By Jamie Stiehm, Thomas Jefferson Street blog
A year ago, euphoria broke out all over, remember? I saved some year-old notes to bottle the moment in history. See if they help take you back to a bright shining day that now seems distant, or as a friend put it, "quite some time ago."
From my journal:
The way they walked at the break of Tuesday, Inauguration Day, Jan. 20, 2009, said it all without words. Thousands streamed into the Washington winter sunrise walking like thunder toward the Capitol for the high noon swearing-in of President Barack Obama. Then it swelled to a multitude of two million on a long civilian march. The body language translated to plain English: we the people are taking back this town and country today. A "sharp sparkle" (to quote the Inaugural poet) floated in the arctic air.
As I woke early that day, I felt a stir listening to the conversation between two lovely, fiery houseguests as they dressed for a date with history they each crossed many miles to keep. One, a public defender in Los Angeles, is the granddaughter of a man of color born 100 years ago in the Jim Crow era. He wrote for African-American newspapers in Pittsburgh and other cities. She said she felt a "responsibility" to her dignified late grandfather to be nowhere but there that day. She made me realize many in the throng brought the spirits of loved ones. Obama won her over only after hearing his sensible wife Michelle speak. "She wouldn't marry just anybody," she said.

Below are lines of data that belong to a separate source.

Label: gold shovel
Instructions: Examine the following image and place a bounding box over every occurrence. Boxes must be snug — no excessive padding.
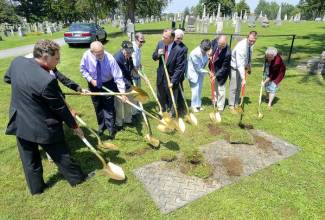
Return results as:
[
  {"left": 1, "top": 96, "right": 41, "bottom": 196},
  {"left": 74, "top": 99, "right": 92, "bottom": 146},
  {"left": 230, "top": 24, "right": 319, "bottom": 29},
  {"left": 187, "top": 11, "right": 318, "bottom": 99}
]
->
[
  {"left": 76, "top": 115, "right": 118, "bottom": 150},
  {"left": 161, "top": 55, "right": 185, "bottom": 133},
  {"left": 102, "top": 86, "right": 174, "bottom": 132},
  {"left": 179, "top": 85, "right": 198, "bottom": 126},
  {"left": 80, "top": 137, "right": 125, "bottom": 180},
  {"left": 133, "top": 81, "right": 160, "bottom": 148}
]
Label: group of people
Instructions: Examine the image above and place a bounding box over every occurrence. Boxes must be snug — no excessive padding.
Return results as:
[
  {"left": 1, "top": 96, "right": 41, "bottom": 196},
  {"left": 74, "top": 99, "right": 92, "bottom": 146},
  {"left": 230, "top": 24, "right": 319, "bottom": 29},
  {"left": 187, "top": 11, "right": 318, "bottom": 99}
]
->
[{"left": 4, "top": 29, "right": 285, "bottom": 195}]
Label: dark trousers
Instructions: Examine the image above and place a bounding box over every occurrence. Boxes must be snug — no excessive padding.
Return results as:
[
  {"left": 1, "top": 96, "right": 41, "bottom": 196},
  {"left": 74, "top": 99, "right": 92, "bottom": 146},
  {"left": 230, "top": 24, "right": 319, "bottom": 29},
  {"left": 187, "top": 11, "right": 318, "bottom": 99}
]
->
[
  {"left": 17, "top": 137, "right": 86, "bottom": 195},
  {"left": 157, "top": 83, "right": 180, "bottom": 116},
  {"left": 88, "top": 79, "right": 118, "bottom": 133}
]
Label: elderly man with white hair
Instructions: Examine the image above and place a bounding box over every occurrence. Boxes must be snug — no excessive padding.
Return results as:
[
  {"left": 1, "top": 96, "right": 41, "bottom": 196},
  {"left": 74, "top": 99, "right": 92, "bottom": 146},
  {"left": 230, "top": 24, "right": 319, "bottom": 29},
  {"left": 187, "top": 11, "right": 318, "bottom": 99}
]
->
[
  {"left": 263, "top": 47, "right": 286, "bottom": 109},
  {"left": 229, "top": 31, "right": 257, "bottom": 114},
  {"left": 174, "top": 29, "right": 188, "bottom": 113}
]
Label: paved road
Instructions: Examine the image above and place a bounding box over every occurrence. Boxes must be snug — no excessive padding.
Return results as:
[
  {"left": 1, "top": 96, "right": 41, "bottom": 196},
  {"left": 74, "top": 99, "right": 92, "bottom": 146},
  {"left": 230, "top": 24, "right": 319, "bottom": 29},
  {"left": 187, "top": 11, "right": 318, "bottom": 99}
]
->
[{"left": 0, "top": 38, "right": 65, "bottom": 59}]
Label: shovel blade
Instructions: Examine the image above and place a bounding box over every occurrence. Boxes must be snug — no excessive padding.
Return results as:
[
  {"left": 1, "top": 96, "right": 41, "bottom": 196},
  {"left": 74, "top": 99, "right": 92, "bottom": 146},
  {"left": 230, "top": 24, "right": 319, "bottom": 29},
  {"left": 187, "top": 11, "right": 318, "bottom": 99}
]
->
[
  {"left": 104, "top": 162, "right": 125, "bottom": 180},
  {"left": 144, "top": 134, "right": 160, "bottom": 148}
]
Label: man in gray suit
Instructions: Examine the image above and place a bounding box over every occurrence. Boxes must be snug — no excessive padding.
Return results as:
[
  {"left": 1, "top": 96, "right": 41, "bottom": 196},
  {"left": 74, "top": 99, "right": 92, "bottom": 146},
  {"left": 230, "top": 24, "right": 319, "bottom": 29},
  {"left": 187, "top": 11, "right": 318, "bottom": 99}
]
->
[{"left": 4, "top": 40, "right": 86, "bottom": 195}]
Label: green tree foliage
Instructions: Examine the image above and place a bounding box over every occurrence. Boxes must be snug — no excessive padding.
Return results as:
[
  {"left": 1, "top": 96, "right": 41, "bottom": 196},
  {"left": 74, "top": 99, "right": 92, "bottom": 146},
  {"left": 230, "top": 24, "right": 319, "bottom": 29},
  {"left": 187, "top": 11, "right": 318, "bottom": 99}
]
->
[
  {"left": 196, "top": 0, "right": 235, "bottom": 16},
  {"left": 0, "top": 0, "right": 19, "bottom": 24},
  {"left": 298, "top": 0, "right": 325, "bottom": 20},
  {"left": 236, "top": 0, "right": 250, "bottom": 15}
]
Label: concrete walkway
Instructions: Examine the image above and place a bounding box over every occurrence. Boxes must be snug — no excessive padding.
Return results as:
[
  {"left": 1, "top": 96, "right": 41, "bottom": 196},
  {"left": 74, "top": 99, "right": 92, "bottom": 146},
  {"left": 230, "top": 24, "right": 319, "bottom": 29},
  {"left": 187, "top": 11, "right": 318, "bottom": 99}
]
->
[{"left": 0, "top": 38, "right": 65, "bottom": 59}]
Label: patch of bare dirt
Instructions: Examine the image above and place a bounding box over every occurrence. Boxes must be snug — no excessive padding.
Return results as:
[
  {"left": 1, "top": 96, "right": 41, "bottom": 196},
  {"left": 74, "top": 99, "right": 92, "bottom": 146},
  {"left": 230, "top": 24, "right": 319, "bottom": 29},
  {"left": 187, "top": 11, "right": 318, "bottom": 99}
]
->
[
  {"left": 221, "top": 157, "right": 244, "bottom": 176},
  {"left": 254, "top": 135, "right": 282, "bottom": 155}
]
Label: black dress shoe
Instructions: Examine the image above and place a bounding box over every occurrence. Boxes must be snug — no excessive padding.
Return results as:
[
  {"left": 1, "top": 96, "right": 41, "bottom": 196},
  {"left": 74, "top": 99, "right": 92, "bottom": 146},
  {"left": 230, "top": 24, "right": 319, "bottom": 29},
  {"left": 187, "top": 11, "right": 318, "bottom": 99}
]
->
[
  {"left": 97, "top": 129, "right": 104, "bottom": 136},
  {"left": 115, "top": 126, "right": 124, "bottom": 131},
  {"left": 108, "top": 131, "right": 116, "bottom": 140}
]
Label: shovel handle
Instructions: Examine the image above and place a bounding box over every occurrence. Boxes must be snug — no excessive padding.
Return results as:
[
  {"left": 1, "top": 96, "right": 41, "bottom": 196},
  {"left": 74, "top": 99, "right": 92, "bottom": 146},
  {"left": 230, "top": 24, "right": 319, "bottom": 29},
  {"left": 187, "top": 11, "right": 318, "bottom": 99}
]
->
[{"left": 160, "top": 55, "right": 178, "bottom": 118}]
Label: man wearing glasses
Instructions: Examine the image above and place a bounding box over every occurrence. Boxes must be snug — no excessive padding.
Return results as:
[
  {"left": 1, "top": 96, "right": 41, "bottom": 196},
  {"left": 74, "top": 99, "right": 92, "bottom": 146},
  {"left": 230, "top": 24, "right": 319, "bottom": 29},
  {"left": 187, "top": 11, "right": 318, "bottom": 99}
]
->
[{"left": 229, "top": 31, "right": 257, "bottom": 114}]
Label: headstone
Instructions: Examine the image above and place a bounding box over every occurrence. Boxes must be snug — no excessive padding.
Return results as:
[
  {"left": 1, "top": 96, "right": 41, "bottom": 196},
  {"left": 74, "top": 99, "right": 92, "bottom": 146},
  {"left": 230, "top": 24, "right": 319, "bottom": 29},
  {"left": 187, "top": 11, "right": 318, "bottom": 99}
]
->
[
  {"left": 186, "top": 15, "right": 196, "bottom": 32},
  {"left": 203, "top": 18, "right": 209, "bottom": 33},
  {"left": 216, "top": 19, "right": 223, "bottom": 34},
  {"left": 262, "top": 15, "right": 269, "bottom": 27},
  {"left": 126, "top": 22, "right": 134, "bottom": 42},
  {"left": 248, "top": 14, "right": 256, "bottom": 27},
  {"left": 275, "top": 5, "right": 282, "bottom": 26},
  {"left": 234, "top": 18, "right": 241, "bottom": 35},
  {"left": 315, "top": 17, "right": 322, "bottom": 22}
]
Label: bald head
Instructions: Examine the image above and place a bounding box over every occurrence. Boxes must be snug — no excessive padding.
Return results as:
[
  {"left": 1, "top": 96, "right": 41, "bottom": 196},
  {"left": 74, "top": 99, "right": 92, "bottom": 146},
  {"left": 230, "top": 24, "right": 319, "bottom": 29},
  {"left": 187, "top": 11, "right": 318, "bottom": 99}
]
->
[
  {"left": 218, "top": 35, "right": 227, "bottom": 48},
  {"left": 90, "top": 41, "right": 104, "bottom": 60}
]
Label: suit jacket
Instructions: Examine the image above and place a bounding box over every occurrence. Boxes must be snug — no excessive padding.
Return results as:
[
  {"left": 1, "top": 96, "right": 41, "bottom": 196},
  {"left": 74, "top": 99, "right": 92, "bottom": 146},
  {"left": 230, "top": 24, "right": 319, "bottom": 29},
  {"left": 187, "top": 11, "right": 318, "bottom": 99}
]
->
[
  {"left": 186, "top": 46, "right": 208, "bottom": 83},
  {"left": 152, "top": 41, "right": 186, "bottom": 88},
  {"left": 209, "top": 40, "right": 231, "bottom": 85},
  {"left": 230, "top": 38, "right": 253, "bottom": 79},
  {"left": 4, "top": 57, "right": 77, "bottom": 144},
  {"left": 178, "top": 42, "right": 188, "bottom": 82},
  {"left": 114, "top": 50, "right": 134, "bottom": 90},
  {"left": 53, "top": 68, "right": 82, "bottom": 92}
]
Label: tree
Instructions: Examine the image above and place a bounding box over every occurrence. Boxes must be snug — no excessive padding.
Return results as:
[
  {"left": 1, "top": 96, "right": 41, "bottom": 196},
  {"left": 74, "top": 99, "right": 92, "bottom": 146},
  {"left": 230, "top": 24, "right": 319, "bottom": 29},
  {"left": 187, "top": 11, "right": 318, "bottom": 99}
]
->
[
  {"left": 236, "top": 0, "right": 250, "bottom": 15},
  {"left": 13, "top": 0, "right": 47, "bottom": 23},
  {"left": 0, "top": 0, "right": 19, "bottom": 24},
  {"left": 255, "top": 0, "right": 280, "bottom": 19},
  {"left": 298, "top": 0, "right": 325, "bottom": 20},
  {"left": 194, "top": 0, "right": 235, "bottom": 15}
]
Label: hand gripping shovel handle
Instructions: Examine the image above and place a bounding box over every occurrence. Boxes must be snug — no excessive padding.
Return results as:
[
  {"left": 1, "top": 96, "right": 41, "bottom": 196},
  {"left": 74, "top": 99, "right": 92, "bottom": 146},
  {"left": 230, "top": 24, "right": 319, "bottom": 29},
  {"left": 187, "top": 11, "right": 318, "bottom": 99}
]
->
[
  {"left": 138, "top": 70, "right": 162, "bottom": 116},
  {"left": 161, "top": 55, "right": 178, "bottom": 118},
  {"left": 102, "top": 86, "right": 161, "bottom": 122}
]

The other, a lawyer in South Carolina, is 47 like me, also the new president's age. Like Obama, she's biracial: with a white mother and a black father. Her parents are prominent educators and lively people who met my parents when they were neighbors in a city housing project in Harlem. Her white Irish grandmother babysat us together when we were very young in the early 1960s. While my father was doing a medical residency and my mother was pursuing a Ph.D. at Columbia, I was out on Broadway seeing the world with my first friend and playmate, Kelly Seabrook. The question often asked on the sidewalk was, were we sweet babies twins?
Sweet it is the world has more public room now for private life stories that span black and white, like hers and Obama's Kansan-Kenyan parentage. The children in the 1960s are now living some of the dreams of those tumultuous times, even the murdered ones.
For Kelly, the take-home memory was the weeping and hugs all around among friends, families and strangers after Obama was actually sworn in. For Bostonian Tim Kirk, a white friend I met years ago on a losing Democratic presidential campaign, it was much the same: "I was cold as hell weeping on the Mall, embracing strangers." High noon was a long time coming.
Plenty of young eyes were watching too, glad to delete or change the channel from the gray George W. Bush years. I was reminded of youth's vigor by Trevor Gopnik, 17, planning to "bounce" (leave) his father's 50th birthday party at midnight Monday to drive downtown with his three best friends. Four guys, high school seniors all, mobilized for adventure and willing to sleep in a car--or a girl's dorm room, if necessary--to beat the rush. This will be their coming-of-age frame of American history, a story worth the telling when they leave home for college. At the Inaugural Eve party for Trevor's father, I wore a green silk dress with gold embroidery that already came to symbolize a new day for me. We all live in hope, though fear is not far behind in the bleak mid-winter economy. Don't we all know that.
A few miles across town, the re-invented media danced all night at the Huffington Post's splashy event at the Newseum, kind of an overhyped bloggers ball. For an ink-stained wretch who spent ten years as a reporter at the Baltimore Sun, this event captured something else: the rise of the ethereal media and the fall of the old-fashioned city room vibe that goes hand-in-hand with coffee, editors, a union, and regular paychecks. And yet I've been blogging on politics over the last year. While I enjoy the freedom of the form, there is nothing like a self-respecting newspaper that exists in time and place. Remember the bittersweet song, "Both Sides Now?"
Joni Mitchell got it right. Still somehow, if it hadn't been for the intense political engagement catalyzed by the Huffington Post and other online sites, the 2008 presidential election might have been very different. So thank you, Arianna, for making some history of your own.
At a Sunday Lincoln Memorial concert which topped the Inaugural festivities, a few tears dropped. Opera soprano Renee Fleming sent a gorgeous, profoundly optimistic melody heavenward: "You'll Never Walk Alone" from the musical Carousel. My most transcendental moment was seeing three favorites: Bruce Springsteen, Pete Seeger and Abraham Lincoln (seated in marble) harmonizing the defiant folk classic "This Land Is Your Land," joined by just about everyone who came. That song sings of a hauntingly American arc: loss, reclamation and taking back our land and country to make it whole again.